Designed to replace the aging S80, the S90 will take the form of a large four-door sedan whose overall design will be inspired by the recently-introduced second-generation XC90. The S90 will be decidedly more upscale than the S80, and it will likely spawn a long-wheelbase model designed primarily for buyers in China. However, Volvo has hinted the stretched S90 L could be offered in the United States and in select markets on the Old Continent if there is enough demand from buyers.
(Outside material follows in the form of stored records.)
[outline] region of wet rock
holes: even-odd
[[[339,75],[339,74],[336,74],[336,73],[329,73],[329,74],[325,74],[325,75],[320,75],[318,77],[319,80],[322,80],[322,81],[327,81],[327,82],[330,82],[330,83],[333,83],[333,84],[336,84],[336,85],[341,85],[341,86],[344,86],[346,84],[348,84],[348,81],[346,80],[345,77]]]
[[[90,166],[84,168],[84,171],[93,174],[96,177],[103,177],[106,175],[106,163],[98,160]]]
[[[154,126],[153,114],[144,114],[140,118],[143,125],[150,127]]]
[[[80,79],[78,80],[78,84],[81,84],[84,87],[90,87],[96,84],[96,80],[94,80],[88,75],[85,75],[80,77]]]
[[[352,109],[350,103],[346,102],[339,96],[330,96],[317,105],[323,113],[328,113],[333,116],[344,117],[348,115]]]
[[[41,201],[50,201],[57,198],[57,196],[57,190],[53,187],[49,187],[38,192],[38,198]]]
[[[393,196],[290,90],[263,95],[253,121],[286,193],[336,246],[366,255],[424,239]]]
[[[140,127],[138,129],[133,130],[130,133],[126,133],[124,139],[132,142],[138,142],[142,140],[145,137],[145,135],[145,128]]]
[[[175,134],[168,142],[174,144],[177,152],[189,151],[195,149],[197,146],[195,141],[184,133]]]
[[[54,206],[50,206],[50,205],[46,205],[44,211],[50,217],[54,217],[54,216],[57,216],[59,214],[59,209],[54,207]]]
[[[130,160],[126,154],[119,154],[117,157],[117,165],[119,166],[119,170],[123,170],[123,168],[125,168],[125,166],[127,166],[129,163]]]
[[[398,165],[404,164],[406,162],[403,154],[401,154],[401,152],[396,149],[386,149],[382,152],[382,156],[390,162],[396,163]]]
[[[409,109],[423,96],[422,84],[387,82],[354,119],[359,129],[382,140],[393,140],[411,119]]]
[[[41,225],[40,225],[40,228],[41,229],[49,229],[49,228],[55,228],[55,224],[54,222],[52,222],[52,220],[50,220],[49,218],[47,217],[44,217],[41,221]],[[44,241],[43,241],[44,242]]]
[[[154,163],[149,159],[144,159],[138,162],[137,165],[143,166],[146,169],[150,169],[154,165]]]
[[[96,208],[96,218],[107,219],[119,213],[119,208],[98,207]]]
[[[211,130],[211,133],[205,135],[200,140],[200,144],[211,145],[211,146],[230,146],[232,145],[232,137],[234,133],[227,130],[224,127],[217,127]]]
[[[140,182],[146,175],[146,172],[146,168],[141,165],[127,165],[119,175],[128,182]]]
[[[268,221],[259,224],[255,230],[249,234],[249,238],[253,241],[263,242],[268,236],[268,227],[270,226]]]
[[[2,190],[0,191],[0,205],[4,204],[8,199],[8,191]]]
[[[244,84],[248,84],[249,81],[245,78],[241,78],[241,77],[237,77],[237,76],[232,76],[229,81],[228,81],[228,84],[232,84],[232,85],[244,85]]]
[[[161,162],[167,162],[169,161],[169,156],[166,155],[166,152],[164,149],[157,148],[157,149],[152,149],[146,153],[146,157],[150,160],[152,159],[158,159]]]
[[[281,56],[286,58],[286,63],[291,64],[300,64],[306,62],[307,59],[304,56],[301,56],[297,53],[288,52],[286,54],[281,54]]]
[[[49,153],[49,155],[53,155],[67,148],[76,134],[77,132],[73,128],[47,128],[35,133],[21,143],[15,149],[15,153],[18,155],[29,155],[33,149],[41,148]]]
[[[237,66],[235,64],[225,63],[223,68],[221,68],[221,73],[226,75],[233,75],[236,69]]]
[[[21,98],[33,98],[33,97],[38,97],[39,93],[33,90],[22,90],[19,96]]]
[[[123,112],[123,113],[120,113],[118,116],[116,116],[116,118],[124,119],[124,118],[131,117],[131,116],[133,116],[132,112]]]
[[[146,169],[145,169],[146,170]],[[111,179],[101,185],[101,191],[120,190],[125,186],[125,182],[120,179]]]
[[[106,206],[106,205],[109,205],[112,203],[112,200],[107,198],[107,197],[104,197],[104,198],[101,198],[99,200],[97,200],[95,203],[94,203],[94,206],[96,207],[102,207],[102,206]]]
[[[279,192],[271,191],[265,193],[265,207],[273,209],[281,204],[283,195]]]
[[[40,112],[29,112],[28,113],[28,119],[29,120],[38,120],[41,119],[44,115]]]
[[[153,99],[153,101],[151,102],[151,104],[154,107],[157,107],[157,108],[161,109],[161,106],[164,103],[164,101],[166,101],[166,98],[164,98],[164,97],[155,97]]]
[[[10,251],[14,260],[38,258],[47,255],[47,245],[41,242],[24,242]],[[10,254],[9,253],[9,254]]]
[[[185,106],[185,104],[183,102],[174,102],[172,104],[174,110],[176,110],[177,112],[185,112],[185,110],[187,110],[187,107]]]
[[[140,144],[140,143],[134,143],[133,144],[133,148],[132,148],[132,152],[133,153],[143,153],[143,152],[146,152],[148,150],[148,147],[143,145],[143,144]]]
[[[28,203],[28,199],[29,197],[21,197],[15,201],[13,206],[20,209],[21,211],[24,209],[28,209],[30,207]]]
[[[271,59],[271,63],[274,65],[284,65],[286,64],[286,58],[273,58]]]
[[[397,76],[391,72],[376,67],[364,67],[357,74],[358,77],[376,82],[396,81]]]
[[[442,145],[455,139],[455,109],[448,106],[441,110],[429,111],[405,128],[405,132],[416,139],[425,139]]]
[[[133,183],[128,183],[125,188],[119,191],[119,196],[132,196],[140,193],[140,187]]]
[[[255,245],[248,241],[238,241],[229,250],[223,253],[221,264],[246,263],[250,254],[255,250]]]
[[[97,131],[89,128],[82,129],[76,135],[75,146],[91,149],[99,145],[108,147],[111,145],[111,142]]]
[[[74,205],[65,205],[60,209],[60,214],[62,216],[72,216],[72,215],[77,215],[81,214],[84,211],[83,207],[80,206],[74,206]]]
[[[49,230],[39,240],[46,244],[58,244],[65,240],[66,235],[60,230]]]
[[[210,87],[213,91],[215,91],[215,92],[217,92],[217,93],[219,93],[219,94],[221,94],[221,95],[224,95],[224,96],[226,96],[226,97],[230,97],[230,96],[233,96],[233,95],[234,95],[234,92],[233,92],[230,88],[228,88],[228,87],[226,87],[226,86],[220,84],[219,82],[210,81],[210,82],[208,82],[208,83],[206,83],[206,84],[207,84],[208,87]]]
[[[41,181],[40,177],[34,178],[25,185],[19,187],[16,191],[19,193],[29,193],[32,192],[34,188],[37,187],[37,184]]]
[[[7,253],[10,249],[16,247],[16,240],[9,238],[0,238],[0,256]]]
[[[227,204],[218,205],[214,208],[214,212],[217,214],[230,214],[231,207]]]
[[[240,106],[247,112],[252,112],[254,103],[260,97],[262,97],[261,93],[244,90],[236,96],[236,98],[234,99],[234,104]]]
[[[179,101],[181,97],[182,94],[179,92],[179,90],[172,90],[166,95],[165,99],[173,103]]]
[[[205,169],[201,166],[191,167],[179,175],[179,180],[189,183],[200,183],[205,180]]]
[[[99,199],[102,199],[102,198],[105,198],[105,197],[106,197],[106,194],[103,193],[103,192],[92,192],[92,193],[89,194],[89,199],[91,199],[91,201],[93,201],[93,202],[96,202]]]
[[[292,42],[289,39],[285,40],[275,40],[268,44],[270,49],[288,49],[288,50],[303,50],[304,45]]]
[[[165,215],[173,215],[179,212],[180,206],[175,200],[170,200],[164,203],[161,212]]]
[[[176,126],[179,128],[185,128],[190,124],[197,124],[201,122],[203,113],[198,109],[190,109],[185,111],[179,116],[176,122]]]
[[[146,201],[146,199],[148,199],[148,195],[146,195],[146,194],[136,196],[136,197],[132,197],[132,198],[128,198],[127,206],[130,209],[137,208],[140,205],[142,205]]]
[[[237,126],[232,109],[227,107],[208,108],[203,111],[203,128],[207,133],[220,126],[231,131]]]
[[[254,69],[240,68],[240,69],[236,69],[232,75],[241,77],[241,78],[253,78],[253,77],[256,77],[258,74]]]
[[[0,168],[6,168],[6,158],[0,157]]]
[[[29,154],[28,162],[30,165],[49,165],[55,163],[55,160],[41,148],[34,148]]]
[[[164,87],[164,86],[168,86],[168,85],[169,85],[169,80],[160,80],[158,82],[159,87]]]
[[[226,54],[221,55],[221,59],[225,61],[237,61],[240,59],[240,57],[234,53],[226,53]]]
The S90 will ride on an evolution of the modular Scalable Product Architecture (SPA) platform that underpins the 2015 XC90, and the two cars will share the bulk of their mechanical components. Base and mid-range versions of the upcoming sedan will be offered with a wide array of gasoline- and diesel-burning four-cylinder engines sourced from Volvo’s Drive-E family, while the range-topping model will pack an efficient gasoline-electric plug-in hybrid drivetrain. An eight-speed automatic transmission will come standard all across the board.
“We will never have V12 or V8 engines. I think Mercedes will not see this as a S-Class competitor,” explained Samuelsson in an interview with Australian magazine Motoring. Another executive revealed to the same source that the S90 is being developed to fight head-to-head against the Mercedes-Benz E-Class and the BMW 5-Series.
The Volvo S90 is scheduled to go on sale late next year, meaning it could be presented to the public at next year’s edition of the Frankfurt Motor Show. Additional information about the company’s new sedan will emerge over the coming months.